Il riconoscimento — un’opera in legno firmata dallo scultore Ferdinando Codognotto, con una nota musicale che integra la ghiera dell’Agenda 2030 — è stato consegnato al cantautore da Giulio Lo Iacono, Segretario Generale dell’ASviS, e da Mariano Tredicini di TIM. La giuria di esperti di sostenibilità ha scelto il brano per la capacità di dare voce ai più vulnerabili e di divulgare un messaggio di pace in linea con l’Obiettivo 16 dell’Agenda 2030.
Meta aveva trasformato una ninna nanna universale nel racconto di una bambina palestinese senza nome, con ritmo sostenuto e influenze latine e balcaniche a fare da contrasto straniante a immagini di guerra.

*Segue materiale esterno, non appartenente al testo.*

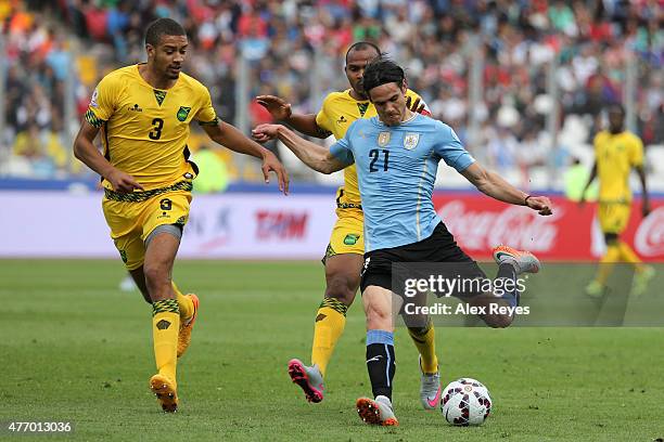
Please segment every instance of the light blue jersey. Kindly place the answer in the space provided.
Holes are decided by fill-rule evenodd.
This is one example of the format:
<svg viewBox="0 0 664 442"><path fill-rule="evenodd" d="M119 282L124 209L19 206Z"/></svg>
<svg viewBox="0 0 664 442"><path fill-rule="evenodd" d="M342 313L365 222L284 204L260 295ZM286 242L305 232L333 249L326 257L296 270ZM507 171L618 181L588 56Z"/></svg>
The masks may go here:
<svg viewBox="0 0 664 442"><path fill-rule="evenodd" d="M461 172L475 161L449 126L420 114L393 127L360 118L330 152L357 166L365 251L430 237L440 222L431 199L438 162Z"/></svg>

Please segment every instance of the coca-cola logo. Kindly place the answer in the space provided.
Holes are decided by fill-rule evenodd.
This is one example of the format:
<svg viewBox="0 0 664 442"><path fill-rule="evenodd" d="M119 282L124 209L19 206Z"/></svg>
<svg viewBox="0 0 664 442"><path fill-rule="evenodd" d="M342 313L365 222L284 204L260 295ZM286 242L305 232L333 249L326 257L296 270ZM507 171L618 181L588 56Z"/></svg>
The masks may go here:
<svg viewBox="0 0 664 442"><path fill-rule="evenodd" d="M664 206L641 221L634 238L637 251L643 257L654 257L664 253Z"/></svg>
<svg viewBox="0 0 664 442"><path fill-rule="evenodd" d="M536 211L519 206L505 206L500 211L465 208L455 199L438 209L449 231L461 246L470 250L487 250L499 244L531 251L552 251L558 238L558 220L561 207L554 214L541 217Z"/></svg>

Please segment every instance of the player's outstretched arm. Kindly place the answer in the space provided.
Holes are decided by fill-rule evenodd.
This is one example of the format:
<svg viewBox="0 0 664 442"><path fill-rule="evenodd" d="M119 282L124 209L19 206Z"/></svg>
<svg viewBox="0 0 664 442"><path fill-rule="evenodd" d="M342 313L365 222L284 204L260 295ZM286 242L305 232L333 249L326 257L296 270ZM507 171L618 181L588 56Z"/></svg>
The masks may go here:
<svg viewBox="0 0 664 442"><path fill-rule="evenodd" d="M254 138L261 136L266 140L278 138L302 162L321 173L336 172L348 166L336 159L325 147L297 136L295 132L281 125L259 125L252 134Z"/></svg>
<svg viewBox="0 0 664 442"><path fill-rule="evenodd" d="M74 156L80 159L86 166L102 176L111 183L114 191L122 193L143 190L133 177L113 167L111 162L94 147L92 142L97 138L99 129L84 121L80 125L76 140L74 140Z"/></svg>
<svg viewBox="0 0 664 442"><path fill-rule="evenodd" d="M289 172L286 172L285 167L277 159L274 154L255 141L244 136L233 125L229 125L228 122L219 121L217 125L205 125L203 129L205 129L210 140L217 144L240 154L251 155L261 159L265 182L270 182L269 173L272 171L277 174L277 179L279 180L279 190L283 192L284 195L289 194Z"/></svg>
<svg viewBox="0 0 664 442"><path fill-rule="evenodd" d="M516 206L527 206L539 214L551 214L551 202L546 196L531 196L508 183L498 173L473 162L461 172L477 190L491 198Z"/></svg>
<svg viewBox="0 0 664 442"><path fill-rule="evenodd" d="M293 114L291 103L274 95L258 95L256 102L265 107L272 118L277 121L283 121L296 131L305 135L319 139L327 139L331 133L316 122L316 114ZM256 140L259 143L267 140Z"/></svg>

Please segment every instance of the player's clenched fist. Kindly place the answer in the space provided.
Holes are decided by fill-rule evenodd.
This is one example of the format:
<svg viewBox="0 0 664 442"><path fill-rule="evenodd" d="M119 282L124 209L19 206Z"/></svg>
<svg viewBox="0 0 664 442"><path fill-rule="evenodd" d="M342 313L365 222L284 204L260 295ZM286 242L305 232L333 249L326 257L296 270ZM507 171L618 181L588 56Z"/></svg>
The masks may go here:
<svg viewBox="0 0 664 442"><path fill-rule="evenodd" d="M281 125L258 125L254 130L252 130L252 138L258 143L274 140L277 136L279 136L279 128L281 127Z"/></svg>
<svg viewBox="0 0 664 442"><path fill-rule="evenodd" d="M552 214L551 200L546 196L528 196L525 202L533 210L537 210L539 214Z"/></svg>

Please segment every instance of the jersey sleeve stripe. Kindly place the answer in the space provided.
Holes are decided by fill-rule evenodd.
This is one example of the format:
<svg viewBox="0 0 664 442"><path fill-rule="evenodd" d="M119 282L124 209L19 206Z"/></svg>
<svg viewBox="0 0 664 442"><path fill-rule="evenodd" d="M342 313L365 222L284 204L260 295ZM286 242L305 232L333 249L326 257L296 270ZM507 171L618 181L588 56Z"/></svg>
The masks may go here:
<svg viewBox="0 0 664 442"><path fill-rule="evenodd" d="M88 109L88 112L86 112L86 121L88 121L90 125L94 126L95 128L101 128L104 125L104 120L99 118L97 115L94 115L94 113L91 109Z"/></svg>
<svg viewBox="0 0 664 442"><path fill-rule="evenodd" d="M215 117L212 121L199 121L199 126L217 126L219 123L219 117Z"/></svg>

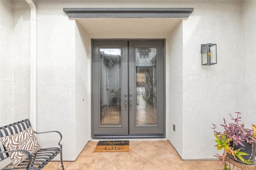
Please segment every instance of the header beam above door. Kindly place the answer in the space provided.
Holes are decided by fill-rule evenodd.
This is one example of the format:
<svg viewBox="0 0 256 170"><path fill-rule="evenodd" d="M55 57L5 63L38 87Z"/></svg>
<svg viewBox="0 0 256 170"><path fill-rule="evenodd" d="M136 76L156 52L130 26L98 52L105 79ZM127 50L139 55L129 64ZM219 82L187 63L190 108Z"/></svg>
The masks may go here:
<svg viewBox="0 0 256 170"><path fill-rule="evenodd" d="M187 18L194 8L63 8L70 18Z"/></svg>

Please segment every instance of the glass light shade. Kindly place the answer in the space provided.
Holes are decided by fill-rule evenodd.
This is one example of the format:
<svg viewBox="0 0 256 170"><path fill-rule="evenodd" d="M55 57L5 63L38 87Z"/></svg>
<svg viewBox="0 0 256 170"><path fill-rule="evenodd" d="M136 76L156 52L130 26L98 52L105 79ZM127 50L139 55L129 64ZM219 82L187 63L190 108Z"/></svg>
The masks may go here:
<svg viewBox="0 0 256 170"><path fill-rule="evenodd" d="M217 45L208 43L201 45L202 65L217 64Z"/></svg>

Non è passato inosservato nemmeno ai più piccoli. La mini-giuria dell’Istituto Comprensivo Centro Levante di Sanremo ha assegnato una menzione speciale a “Tu mi piaci tanto” di Sayf, premiando la sua energia orecchiabile e la vicinanza alla vita scolastica quotidiana. Gli stessi bambini hanno però dimostrato di aver capito Ermal Meta fino in fondo: “si parla di una bambina che non c’è più a causa della guerra fatta dagli adulti”, hanno dichiarato, “i bambini sono indifesi e sono sempre quelli che soffrono di più.”
La settimana ha prodotto anche la seconda edizione del podcast “Note di sostenibilità” di Rai Radio e ASviS, con i bambini della scuola protagonisti di interviste a 24 artisti e ospiti del Festival. Il podcast, in uscita su RaiPlay Sound in occasione del Festival dello Sviluppo Sostenibile (6-22 maggio), replica il successo della prima edizione, entrata nella shortlist del Prix Italia 2025.